Le parole di Assange al Consiglio d’Europa

La libertà di espressione e tutto ciò che ne consegue si trovano a un bivio oscuro“, ha dichiarato Assange, puntando il dito contro gli Stati Uniti e l’influenza che potrebbero esercitare su altri paesi.

Secondo l’attivista australiano, il suo caso ha aperto la porta alla possibilità che altri giornalisti possano essere perseguiti a livello internazionale semplicemente per aver svolto il loro lavoro.

Temo che, a meno che istituzioni che stabiliscono norme come il Consiglio d’Europa non si sveglino di fronte alla gravità della situazione, sarà troppo tardi“, ha ammonito.

Nel suo intervento, inoltre, ha evidenziato l’importanza di proteggere il diritto di informare il pubblico senza paura di rappresaglie.

Ha, infatti, collegato la sua vicenda a un quadro più ampio, in cui la libertà di stampa e la democrazia stessa sono minacciate.

Non sono libero oggi perché il sistema ha funzionato“, ha detto. “Sono libero oggi perché dopo anni di carcere mi sono dichiarato colpevole di giornalismo, colpevole di aver cercato informazioni (…) e mi sono dichiarato colpevole di aver informato il pubblico“.

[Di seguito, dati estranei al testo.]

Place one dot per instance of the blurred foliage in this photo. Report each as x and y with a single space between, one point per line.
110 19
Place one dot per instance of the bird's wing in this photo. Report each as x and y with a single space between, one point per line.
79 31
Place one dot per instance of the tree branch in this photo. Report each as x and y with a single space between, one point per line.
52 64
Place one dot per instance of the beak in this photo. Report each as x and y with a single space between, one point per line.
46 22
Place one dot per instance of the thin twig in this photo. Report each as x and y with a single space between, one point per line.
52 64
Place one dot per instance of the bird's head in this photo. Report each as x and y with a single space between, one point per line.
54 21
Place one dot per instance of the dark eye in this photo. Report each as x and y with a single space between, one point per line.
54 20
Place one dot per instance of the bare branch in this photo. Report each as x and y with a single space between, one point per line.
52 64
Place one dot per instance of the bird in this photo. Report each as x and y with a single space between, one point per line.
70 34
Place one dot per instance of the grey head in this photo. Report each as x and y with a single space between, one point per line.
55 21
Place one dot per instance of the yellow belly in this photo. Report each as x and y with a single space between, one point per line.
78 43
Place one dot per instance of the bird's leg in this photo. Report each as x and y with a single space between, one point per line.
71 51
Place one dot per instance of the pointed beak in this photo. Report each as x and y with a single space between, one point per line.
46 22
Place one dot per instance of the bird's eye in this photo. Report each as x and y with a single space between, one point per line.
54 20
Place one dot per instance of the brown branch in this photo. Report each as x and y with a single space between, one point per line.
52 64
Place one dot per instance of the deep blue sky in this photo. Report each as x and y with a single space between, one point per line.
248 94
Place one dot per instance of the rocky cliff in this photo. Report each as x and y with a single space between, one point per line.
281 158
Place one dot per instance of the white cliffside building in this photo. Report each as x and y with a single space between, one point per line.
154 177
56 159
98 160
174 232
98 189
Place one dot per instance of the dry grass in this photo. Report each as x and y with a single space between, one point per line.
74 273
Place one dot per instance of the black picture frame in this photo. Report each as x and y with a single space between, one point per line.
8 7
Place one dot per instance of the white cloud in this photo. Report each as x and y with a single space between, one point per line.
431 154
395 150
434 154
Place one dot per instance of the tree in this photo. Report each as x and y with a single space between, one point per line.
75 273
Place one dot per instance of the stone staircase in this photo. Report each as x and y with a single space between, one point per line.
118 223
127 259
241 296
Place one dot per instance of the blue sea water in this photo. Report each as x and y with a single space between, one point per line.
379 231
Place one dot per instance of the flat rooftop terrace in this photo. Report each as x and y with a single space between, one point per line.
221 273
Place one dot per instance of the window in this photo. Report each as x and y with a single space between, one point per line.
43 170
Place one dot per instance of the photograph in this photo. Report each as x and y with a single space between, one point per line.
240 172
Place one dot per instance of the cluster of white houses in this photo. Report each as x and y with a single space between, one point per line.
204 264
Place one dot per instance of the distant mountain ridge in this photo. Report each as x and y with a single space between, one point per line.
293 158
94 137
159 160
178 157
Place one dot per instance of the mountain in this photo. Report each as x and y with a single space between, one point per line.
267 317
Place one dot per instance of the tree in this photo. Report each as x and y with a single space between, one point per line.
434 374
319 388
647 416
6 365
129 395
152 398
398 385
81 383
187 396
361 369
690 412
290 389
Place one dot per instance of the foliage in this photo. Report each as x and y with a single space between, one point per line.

Il messaggio, dunque, è chiaro: la libertà di espressione deve essere difesa con forza. “Quanto accaduto a me può accadere di nuovo“, ha avvertito.

La vicenda giudiziaria

Assange è stato accusato dal governo statunitense di cospirazione e di aver violato le leggi sullo spionaggio, dopo la pubblicazione di documenti segreti che rivelavano crimini di guerra.

Nonostante la sua lunga lotta contro l’estradizione negli Stati Uniti, ha patteggiato, dichiarandosi colpevole.

La sentenza, tuttavia, non ha portato a ulteriore detenzione poiché il tempo trascorso in carcere era pari alla pena.

Ora, libero da giugno, non ha perso tempo per esprimere le sue preoccupazioni riguardo al futuro della libertà di stampa.